Fue así, como en 1919, se comenzaron a formar asociaciones que propusieron erradicar por completo la venta y consumo de alcohol. Una de ellas fue la Liga Anti-Salón de las Mujeres de la Templanza Cristiana (Anti-Saloon League of Women’s Christian Temperance), un grupo de mujeres que se aliaron con autoridades y empresarios para terminar con el problema. Juntos crearon la Comisión Contra el Crimen en la ciudad de Chicago, la cual tuvo el apoyo de los congresistas republicanos, en especial de Andrew J. Volstead, un senador, quien fue el principal impulsor de la propuesta, la cual llevó su nombre.

Después de tres meses de debate en el Congreso estadounidense, a finales de 1919, los legisladores aprobaron la Ley Seca, la cual entró en vigor el 16 de enero de 1920 y estipuló que se prohibía la producción, distribución, venta y consumo de bebidas embriagantes en todo el territorio de Estados Unidos. La medida tuvo como objetivo terminar con los robos, riñas, y también con salones, cabarets y tabernas, donde los obreros acudían a beberse un whisky, ron o cerveza para olvidarse de la monotonía.

Años 20 en Chicago, la capital de los gánsteres y la corrupción.

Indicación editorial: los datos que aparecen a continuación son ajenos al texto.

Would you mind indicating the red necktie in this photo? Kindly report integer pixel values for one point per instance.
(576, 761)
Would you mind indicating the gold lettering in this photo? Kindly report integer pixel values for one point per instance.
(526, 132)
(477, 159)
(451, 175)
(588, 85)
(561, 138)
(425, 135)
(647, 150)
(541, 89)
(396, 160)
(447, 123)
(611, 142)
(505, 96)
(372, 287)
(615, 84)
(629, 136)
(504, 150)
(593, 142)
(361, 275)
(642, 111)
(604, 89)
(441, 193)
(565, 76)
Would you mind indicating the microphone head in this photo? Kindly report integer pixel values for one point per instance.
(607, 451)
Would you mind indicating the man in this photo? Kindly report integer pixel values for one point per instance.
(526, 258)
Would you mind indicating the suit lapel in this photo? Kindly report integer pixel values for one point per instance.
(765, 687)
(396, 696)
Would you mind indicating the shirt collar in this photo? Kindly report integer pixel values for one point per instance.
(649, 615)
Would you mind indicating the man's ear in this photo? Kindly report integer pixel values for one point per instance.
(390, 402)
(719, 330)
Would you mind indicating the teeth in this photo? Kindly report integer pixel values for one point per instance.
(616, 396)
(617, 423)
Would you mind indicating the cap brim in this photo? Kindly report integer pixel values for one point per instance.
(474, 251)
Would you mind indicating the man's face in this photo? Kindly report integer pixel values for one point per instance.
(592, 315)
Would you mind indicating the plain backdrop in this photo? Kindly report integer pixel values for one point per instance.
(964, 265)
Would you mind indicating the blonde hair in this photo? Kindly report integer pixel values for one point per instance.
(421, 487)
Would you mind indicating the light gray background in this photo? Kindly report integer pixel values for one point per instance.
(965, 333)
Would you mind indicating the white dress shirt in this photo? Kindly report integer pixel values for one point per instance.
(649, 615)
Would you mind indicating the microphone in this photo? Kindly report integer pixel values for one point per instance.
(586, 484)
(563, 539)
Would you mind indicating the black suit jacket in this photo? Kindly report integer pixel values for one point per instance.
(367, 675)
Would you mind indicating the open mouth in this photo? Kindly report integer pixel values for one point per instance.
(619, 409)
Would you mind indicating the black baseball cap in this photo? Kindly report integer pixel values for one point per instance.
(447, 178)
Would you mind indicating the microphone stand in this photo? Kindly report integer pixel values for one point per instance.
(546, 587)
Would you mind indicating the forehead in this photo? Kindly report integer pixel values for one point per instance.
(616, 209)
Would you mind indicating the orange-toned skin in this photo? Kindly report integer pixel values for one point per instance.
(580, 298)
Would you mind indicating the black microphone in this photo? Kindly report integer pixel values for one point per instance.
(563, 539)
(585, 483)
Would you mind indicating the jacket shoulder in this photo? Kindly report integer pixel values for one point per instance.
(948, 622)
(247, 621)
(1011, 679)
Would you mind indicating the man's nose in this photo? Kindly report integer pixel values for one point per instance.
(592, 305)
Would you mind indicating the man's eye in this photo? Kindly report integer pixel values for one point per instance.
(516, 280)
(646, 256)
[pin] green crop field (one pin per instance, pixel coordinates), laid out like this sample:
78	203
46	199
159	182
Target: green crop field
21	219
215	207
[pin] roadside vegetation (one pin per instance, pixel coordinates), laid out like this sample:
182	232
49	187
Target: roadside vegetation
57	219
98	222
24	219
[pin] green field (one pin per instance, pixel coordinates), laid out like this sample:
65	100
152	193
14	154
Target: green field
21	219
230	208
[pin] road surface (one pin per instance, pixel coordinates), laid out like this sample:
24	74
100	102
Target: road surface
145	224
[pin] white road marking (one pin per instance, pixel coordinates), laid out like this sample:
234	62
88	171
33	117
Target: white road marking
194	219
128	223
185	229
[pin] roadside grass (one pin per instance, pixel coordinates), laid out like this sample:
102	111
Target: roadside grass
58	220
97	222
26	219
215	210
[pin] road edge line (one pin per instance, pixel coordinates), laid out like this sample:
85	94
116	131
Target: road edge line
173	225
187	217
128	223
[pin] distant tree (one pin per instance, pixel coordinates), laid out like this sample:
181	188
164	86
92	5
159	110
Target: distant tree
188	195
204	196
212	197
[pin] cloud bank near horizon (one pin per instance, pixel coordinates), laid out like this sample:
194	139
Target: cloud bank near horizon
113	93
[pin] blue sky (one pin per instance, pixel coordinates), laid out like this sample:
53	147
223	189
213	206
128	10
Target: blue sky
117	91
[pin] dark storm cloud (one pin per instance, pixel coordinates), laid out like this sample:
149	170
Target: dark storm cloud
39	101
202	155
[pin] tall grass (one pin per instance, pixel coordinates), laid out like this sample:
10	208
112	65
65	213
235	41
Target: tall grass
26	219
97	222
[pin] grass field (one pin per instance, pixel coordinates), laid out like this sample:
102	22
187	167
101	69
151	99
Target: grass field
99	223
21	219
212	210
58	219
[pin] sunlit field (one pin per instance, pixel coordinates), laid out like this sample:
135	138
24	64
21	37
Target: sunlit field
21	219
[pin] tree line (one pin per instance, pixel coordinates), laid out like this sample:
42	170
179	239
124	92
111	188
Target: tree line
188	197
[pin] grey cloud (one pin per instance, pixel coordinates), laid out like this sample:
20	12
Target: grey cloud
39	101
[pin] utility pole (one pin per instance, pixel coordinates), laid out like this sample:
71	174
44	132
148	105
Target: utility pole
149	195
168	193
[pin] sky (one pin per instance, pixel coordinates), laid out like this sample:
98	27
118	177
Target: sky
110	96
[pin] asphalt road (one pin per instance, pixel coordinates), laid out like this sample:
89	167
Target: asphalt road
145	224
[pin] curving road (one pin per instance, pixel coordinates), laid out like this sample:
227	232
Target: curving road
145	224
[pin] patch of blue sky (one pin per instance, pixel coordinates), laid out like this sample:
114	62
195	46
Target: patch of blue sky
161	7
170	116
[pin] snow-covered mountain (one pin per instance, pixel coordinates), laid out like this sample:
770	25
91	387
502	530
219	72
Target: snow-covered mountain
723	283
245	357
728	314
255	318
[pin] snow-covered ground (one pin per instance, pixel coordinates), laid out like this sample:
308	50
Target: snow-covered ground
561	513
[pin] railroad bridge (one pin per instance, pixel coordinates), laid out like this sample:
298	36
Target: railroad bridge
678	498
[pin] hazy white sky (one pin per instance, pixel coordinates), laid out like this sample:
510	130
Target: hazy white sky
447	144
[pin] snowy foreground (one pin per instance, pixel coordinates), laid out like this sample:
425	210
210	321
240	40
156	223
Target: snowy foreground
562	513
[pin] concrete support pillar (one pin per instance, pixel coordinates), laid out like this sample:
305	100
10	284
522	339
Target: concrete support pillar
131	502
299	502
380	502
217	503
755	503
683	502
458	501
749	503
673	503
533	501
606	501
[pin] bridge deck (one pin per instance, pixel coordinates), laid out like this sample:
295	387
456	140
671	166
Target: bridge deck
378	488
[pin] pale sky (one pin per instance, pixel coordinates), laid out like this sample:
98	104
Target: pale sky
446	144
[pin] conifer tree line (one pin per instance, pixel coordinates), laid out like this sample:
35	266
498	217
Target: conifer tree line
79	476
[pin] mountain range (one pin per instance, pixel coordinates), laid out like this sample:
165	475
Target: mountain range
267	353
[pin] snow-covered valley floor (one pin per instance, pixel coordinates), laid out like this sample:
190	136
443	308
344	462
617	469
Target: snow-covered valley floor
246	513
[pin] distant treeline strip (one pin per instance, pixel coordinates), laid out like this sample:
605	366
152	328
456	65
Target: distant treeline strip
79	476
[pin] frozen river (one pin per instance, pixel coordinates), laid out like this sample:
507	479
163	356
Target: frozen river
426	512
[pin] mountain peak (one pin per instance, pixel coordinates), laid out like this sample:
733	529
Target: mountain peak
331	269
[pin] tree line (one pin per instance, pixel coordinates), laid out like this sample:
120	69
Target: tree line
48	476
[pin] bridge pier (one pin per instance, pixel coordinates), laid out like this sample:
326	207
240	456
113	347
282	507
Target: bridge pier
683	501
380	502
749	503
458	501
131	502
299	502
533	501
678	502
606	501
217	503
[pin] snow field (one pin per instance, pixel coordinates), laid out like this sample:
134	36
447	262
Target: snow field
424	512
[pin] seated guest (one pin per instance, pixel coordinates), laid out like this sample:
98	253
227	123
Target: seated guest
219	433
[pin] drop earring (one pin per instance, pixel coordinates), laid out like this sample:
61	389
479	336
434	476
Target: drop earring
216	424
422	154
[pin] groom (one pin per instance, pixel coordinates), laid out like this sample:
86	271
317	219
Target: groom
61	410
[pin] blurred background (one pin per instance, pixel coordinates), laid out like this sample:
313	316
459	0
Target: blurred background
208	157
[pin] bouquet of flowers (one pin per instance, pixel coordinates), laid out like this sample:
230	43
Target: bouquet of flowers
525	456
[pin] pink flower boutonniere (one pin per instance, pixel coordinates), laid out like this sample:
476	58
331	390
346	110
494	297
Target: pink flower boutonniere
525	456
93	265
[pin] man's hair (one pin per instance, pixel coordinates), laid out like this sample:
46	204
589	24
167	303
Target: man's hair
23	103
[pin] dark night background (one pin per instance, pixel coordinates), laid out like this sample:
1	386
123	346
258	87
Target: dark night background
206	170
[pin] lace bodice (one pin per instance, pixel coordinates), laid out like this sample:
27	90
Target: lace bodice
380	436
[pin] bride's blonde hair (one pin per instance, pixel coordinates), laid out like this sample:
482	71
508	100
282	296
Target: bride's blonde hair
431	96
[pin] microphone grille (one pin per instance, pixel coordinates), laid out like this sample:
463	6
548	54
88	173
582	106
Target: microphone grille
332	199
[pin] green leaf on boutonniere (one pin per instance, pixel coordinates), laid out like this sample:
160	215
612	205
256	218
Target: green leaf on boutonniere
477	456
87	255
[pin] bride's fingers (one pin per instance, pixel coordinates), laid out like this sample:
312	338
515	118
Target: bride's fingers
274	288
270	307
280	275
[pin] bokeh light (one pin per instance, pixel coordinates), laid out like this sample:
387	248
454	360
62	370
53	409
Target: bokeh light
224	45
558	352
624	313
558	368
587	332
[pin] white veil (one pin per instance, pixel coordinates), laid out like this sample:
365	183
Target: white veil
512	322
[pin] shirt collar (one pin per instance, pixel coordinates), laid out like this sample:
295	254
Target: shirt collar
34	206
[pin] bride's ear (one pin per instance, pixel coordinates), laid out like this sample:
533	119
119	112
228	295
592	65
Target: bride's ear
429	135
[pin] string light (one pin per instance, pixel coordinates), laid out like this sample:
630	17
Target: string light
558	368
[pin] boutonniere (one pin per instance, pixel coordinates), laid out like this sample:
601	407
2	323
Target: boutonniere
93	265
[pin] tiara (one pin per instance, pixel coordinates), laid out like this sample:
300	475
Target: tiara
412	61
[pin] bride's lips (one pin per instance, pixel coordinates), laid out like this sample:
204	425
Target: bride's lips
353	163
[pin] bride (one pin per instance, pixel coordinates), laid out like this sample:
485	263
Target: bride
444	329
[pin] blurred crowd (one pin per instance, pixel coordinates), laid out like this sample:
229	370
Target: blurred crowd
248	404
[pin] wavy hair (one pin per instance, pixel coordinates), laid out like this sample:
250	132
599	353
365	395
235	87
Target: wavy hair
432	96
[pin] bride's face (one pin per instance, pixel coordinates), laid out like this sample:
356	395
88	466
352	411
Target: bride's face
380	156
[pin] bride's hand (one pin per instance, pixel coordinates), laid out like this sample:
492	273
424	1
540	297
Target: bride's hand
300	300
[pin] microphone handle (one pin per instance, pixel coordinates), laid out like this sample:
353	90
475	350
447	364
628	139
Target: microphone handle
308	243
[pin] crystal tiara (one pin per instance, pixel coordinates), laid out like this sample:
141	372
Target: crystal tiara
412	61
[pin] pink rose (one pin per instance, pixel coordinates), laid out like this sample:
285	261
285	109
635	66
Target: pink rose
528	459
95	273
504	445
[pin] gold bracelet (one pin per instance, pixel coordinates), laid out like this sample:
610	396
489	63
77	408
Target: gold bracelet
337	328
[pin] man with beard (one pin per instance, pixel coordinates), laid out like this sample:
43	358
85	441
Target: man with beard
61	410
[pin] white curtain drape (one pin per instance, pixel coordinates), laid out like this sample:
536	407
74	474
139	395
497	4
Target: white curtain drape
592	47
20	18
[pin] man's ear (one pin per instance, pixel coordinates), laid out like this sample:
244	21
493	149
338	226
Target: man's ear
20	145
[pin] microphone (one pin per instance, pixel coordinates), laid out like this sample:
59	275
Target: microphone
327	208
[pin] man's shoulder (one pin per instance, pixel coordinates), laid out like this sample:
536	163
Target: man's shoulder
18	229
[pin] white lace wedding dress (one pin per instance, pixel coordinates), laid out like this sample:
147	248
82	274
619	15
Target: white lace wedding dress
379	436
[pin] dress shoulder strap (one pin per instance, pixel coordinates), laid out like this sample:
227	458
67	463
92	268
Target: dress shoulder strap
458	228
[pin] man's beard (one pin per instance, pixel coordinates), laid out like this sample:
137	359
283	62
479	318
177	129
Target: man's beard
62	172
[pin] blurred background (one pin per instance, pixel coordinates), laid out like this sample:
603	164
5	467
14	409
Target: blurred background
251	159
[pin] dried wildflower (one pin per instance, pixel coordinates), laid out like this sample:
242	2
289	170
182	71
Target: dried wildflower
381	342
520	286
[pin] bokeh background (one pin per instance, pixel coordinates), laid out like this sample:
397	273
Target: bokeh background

En un corto tiempo, la Ley Volstead provocó que miles de personas se quedaran sin empleo, pues las fábricas destiladoras cerraron, en consecuencia las tabernas, por lo que ya no fueron necesarios los servicios de agricultores, destiladores, repartidores, obreros y taberneros. Fue en ese momento, cuando las mafias del crimen organizado supieron jugar la carta adecuada para su beneficio, pues construyeron toda una industria que produjo alcohol de manera clandestina, la cual les retribuyó ganancias millonarias.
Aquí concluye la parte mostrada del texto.